A box of bulbs arrived Saturday, containing within the cardboard confines all the promises of fall work, winter waiting and spring wonder.
The decision was made last March or April to order then rather than waiting to select and purchase the following season’s bulbs during these autumn days. That way, the reasoning went, the choices would be thoughtful, with awareness of precisely where new daffodils, fritillaria, tulips and crocuses should best go.
Needs were plain to see, as absences that begged filling. I also developed an itch that required scratching: a heated passion for tulips. With this newly awakened appreciation I marvel at how I could have wasted more than four decades failing to enjoy the beauty of these flowers. Hoity-toity me, I sniffed and condemned tulips as too artificial for the likes of my cultured self.
My ignorance, now that I’ve discovered the vast array and endless beauty of the tulip, staggers me; my condescension toward those who enjoy them shames me. Before this past spring, I suspected tulip aficionados to be of a type who most likely enjoyed ‘tulip tires,’ too, and who whitewashed tree trunks. And who were capable of positioning an abandoned metal bed frame beside the road, planted with flowers, bearing a helpful hand-painted sign for passer-byes cleverly noting that here is a “flowerbed.”

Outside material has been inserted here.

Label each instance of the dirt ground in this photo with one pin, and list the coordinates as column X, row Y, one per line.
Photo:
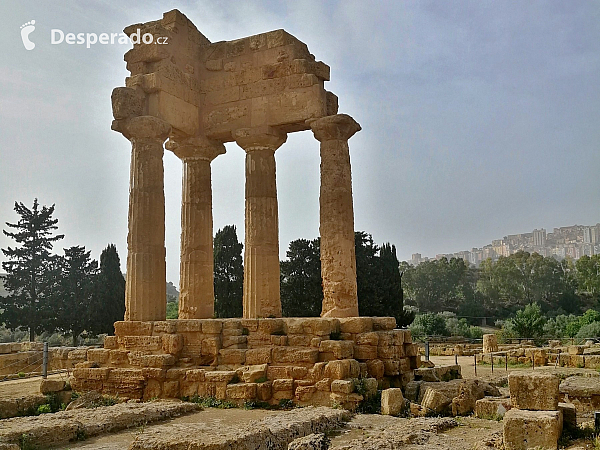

Gentled this past year, tulip tires, white-washed trees and metal flowerbeds seem poignant — a Southern phenomenon like our Easter-egg trees, when mountain families festoon winter-bare trees with colorful plastic eggs, a cultural practice I can’t, frankly, quite fathom. But we’ll be poorer for it when that day comes in the South when no one in Alabama, Georgia and South Carolina decorate their yards for motorists’ enjoyment, and if trees in Western North Carolina each April don’t inexplicably spawn plastic Easter eggs.
To return to bulbs: I’m very happy, now that bulb-planting time is here, with the decision to order early. It was so unlike me to do something in anticipation, rather than in mere Pavlovian-conditioned response. To actually plan nearly 12 months in advance for future pleasures — how thrilling now that the box has arrived in the mail, how satisfying the expectations of spring beauty to come.
The word “spring” is used in the loosest sense. For the flower gardener, at least this particular flower gardener, the beginning of spring is the onset of bloom following snows. That can be early February some years in Western North Carolina, though sometimes we must wait almost for March to arrive.
After months of hot weather and crazed growth, I can no longer easily picture what the landscape looks like during the comparative bareness of spring. Not with the flower garden bursting with fall bloom. I can’t see beyond the now of lilac-colored asters, gold- and maroon- and salmon-colored chrysanthemums, bright zinnias and light, delicate pink cosmos flanked by the husky, darker pinks of autumn sedum. A huge patch of grasses, as tall as I am, has declined to remain within its allotted space but towers resplendent in the gold and fading greens of fall, dominating the front bed. Sea oats bounce in response to the slightest breath of air, a quivering living edge for the back bed nearest the dining-room windows.
My breakfast, as usual a bowl of cereal drowning in goat’s milk, was spent this morning watching birds visit the feeders and surveying the flowerbeds. This breakfast inspection wasn’t encouraging.
The flowerbeds do not seem to allow for adding even a single blade of grass. Much less the 100 or so bulbs ordered, with more to come in another shipment.
Though I congratulate myself on the ordering early aspect, my failure to map where I intended to actually plant these new bulbs haunts me now. Were the crocuses destined for the empty space I seem to remember near the front of the hellebores, or were they to go along the side of the house entrance? The poppy collection — where in the world did I think they could be planted? Ten minnow daffodil, five tulip, 10 Grecian windflowers, 12 hyacinths; what was I thinking? I’m surprised that in my spring enthusiasm I didn’t order a partridge in a pear tree, because if there’s room for all of these bulbs, there’s certainly room to squeeze that in, too.
If I follow my usual planting patterns, I’ll remain in frozen indecision until the last possible moment. One bleak, cold December day with snow threatening will find me hunched in the flower beds, digging holes with a trowel, dropping bulbs hither and thither in a willy-nilly frenzy, telling myself that come spring the flowers will look good wherever they grow.
And, that’s actually true. Our finest Southern garden writer, Elizabeth Lawrence, once noted that of the myriad flowers found in our seasonal gardens, none are so important as those first few we discover blooming. I find this particularly insightful following a long, drab winter, when the barnyard is a disagreeable mucky mess and the landscape a dull, lifeless brown for months on end. Those first blooms bring such joy and excitement. Totally out of proportion, perhaps, with the actual discreetness of the white, yellow or purple flowers. As one often discovers in a general way about almost anything in life, context is everything.